Trial-Related Issues (Including Motions in Limine)

Facts of Fact and Conclusions of Law – Omitted or Inadequate

Except as indicated, all indented material is copied directly from the court’s opinion. 

Decisions of the Tennessee Supreme Court

Decisions of the Tennessee Court of Appeals

Hall v. Humphrey, No. E2022-00405-COA-R3-CV, p. 15 (Tenn. Ct. App. Mar. 28, 2023).

If a trial court fails to make findings of fact and conclusions of law, this Court is “left to wonder on what basis the court reached its ultimate decision.” Paul, 2012 WL 344705, at *5 (quoting In re K.H., No. W2008-01144-COA-R3-PT, 2009 WL 1362314, at *8 (Tenn. Ct. App. May 15, 2009)). Therefore, when a trial court “does not explain the basis of its ruling, we are hampered in performing our reviewing function, and we may remand the case with instructions to make requisite findings of fact and conclusions of law and enter judgment accordingly.” Owens v. May, No. E2020-01322-COA-R3-JV, 2021 WL 3671097, at *3 (Tenn. Ct. App. Aug. 19, 2021).

Hall v. Hall, No. M2021-00757-COA-R3-CV, p. 13-14 (Tenn. Ct. App. May 24, 2022).
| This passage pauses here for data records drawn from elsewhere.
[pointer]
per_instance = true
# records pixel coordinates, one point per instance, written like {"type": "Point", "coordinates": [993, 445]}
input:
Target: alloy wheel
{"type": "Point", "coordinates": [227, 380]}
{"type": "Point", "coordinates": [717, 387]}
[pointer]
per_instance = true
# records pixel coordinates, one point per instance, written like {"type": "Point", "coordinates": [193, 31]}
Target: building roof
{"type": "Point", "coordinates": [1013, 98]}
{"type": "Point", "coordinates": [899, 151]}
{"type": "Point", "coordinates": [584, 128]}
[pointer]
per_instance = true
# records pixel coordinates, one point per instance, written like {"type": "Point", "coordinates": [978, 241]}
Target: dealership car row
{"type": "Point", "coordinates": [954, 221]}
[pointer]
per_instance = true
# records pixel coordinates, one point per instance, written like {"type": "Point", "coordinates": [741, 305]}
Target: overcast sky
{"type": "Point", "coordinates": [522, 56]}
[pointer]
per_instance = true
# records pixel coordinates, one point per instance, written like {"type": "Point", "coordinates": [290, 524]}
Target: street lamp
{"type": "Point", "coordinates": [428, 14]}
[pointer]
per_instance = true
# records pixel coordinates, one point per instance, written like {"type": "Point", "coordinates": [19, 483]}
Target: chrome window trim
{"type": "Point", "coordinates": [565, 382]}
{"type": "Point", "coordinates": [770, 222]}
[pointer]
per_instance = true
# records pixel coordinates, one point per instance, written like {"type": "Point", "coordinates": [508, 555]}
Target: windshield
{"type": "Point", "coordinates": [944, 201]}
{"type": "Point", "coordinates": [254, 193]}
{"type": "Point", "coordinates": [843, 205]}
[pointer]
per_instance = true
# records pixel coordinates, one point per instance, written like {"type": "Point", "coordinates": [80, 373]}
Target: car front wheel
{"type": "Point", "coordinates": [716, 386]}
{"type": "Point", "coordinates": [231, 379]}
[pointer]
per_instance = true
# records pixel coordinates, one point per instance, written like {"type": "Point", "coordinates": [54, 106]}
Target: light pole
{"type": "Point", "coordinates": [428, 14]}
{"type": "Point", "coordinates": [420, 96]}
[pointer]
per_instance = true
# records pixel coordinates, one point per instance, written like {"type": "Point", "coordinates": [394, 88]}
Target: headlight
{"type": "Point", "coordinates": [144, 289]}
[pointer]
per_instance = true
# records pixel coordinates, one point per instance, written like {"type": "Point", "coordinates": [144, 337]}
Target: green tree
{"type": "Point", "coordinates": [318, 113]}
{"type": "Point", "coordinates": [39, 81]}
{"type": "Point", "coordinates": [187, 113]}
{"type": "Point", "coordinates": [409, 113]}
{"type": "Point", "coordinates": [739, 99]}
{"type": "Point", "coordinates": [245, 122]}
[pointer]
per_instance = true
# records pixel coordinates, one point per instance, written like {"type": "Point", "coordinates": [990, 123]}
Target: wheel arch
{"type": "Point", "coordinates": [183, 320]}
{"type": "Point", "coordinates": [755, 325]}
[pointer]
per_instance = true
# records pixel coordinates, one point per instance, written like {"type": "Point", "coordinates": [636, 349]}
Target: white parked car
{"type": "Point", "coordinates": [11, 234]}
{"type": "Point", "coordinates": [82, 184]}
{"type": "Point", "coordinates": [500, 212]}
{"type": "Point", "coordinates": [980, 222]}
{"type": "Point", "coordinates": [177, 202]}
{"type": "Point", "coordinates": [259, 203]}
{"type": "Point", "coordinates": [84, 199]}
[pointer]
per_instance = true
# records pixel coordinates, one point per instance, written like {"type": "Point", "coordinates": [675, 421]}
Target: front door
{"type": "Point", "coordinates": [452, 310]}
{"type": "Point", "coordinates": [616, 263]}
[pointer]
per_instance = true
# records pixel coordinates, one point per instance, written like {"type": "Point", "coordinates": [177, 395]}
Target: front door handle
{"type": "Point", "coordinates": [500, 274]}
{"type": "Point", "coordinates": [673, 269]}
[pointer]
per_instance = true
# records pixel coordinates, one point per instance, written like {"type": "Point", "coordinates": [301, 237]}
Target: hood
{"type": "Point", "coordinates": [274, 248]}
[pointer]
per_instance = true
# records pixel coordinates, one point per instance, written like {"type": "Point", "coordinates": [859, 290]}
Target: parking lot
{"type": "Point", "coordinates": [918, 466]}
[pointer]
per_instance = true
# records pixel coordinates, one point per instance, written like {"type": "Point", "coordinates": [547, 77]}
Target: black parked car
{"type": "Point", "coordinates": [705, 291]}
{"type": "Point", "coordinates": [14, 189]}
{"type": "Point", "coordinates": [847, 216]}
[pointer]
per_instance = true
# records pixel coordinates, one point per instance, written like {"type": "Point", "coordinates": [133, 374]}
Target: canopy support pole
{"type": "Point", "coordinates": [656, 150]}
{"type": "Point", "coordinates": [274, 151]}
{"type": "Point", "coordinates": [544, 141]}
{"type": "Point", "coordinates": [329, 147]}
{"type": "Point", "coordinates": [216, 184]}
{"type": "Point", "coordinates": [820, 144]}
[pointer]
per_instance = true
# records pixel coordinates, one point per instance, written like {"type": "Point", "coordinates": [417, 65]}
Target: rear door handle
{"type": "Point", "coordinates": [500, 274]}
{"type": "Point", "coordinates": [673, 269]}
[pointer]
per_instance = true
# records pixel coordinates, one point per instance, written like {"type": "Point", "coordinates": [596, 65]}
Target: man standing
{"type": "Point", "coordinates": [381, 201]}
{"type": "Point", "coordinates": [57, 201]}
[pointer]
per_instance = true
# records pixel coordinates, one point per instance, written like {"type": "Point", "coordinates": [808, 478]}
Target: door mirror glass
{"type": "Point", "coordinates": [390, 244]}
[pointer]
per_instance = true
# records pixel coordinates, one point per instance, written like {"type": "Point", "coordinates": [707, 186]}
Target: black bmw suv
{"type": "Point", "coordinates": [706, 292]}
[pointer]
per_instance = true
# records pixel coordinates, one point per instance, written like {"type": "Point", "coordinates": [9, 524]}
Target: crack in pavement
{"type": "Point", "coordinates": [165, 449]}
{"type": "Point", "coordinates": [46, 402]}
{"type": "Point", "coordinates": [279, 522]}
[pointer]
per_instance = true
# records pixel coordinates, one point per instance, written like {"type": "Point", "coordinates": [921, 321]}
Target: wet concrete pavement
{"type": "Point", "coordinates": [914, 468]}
Inasmuch as the trial court failed to make findings of fact and conclusions of law concerning its decision to award attorney’s fees to Mother, we are hampered in our ability to review the court’s decision. See Kathryne B.F. v. Michael B., No. W2013-01757-COA-R3-CV, 2014 WL 992110, at *8 (Tenn. Ct. App. Mar. 13, 2014) (holding that “the lack of explanation in the court’s order [regarding attorney’s fees] stymies our ability to review the court’s decision for an abuse of discretion”). The same is true regarding whether the amount of the attorney’s fee award was reasonable. See First Peoples Bank of Tenn. v. Hill, 340 S.W.3d 398, 410 (Tenn. Ct. App. 2010) (“Where a trial court awards a fee, but there is nothing in the record to indicate that the trial court actually evaluated the amount of the fee to see if it is reasonable in light of the appropriate factors, the correct approach is to vacate the award and ‘remand [the] case to the trial court for a new determination of an attorney’s fee award under [Supreme Court Rule 8, RPC 1.8] and the applicable case law.’” (quoting Ferguson Harbour Inc. v. Flash Market, Inc., 124 S.W.3d 541, 553 (Tenn. Ct. App. 2003))). Ergo, based on the trial court’s failure to render sufficient findings of fact and conclusions of law, the appropriate remedy is to vacate the attorney’s fee award and remand the case to the trial court for written findings of fact and conclusions of law concerning its decision to award attorney’s fees to Mother and the reasonableness of the amount awarded. See Sibley v. Sibley, No. M2015-01795-COA-R3-CV, 2017 WL 2297652, at *5 (Tenn. Ct. App. May 25, 2017).


Hoering v. Hoering, No. E2021-00529-COA-R3-CV (Tenn. Ct. App. Apr. 1, 2022).

As the Supreme Court stated in Lovlace [v. Copley, 418 S.W.3d 1 (Tenn. 2013)],

One remedy appellate courts typically apply when a trial court’s factual findings fail to satisfy the Rule 52.01 requirement is to remand the case to the trial court with directions to issue sufficient findings and conclusions. See, e.g., Pandey v. Shrivastava, No. W2012–00059–COA–R3–CV, 2013 WL 657799, at *5–6 (Tenn. Ct. App. Feb. 22, 2013); Hardin, 2012 WL 6727533, at *5–6; In re Connor S.L., No. W2012–00587–COA–R3–JV, 2012 WL 5462839, at *4–5, *7 (Tenn. Ct. App. Nov. 8, 2012); Simpson v. Fowler, No. W2011–02112–COA–R3–CV, 2012 WL 3675321, *4–5 (Tenn. Ct. App. Aug. 28, 2012). Alternatively, an appellate court may choose to remedy the trial court’s deficient factual findings by conducting a de novo review of the record to determine where the preponderance of the evidence lies.

418 S.W.3d at 36. In the present case, the record contains a transcript of the hearing, so we are able to review the evidence presented verbatim, on a single legal issue that is in this instance relatively clear and straightforward. Consequently, “[i]n the interest of judicial economy and to save the parties additional expenses, we elect to proceed and make our own determinations regarding where the preponderance of evidence lies as necessary.” Norris, 2015 WL 9946262, at *3.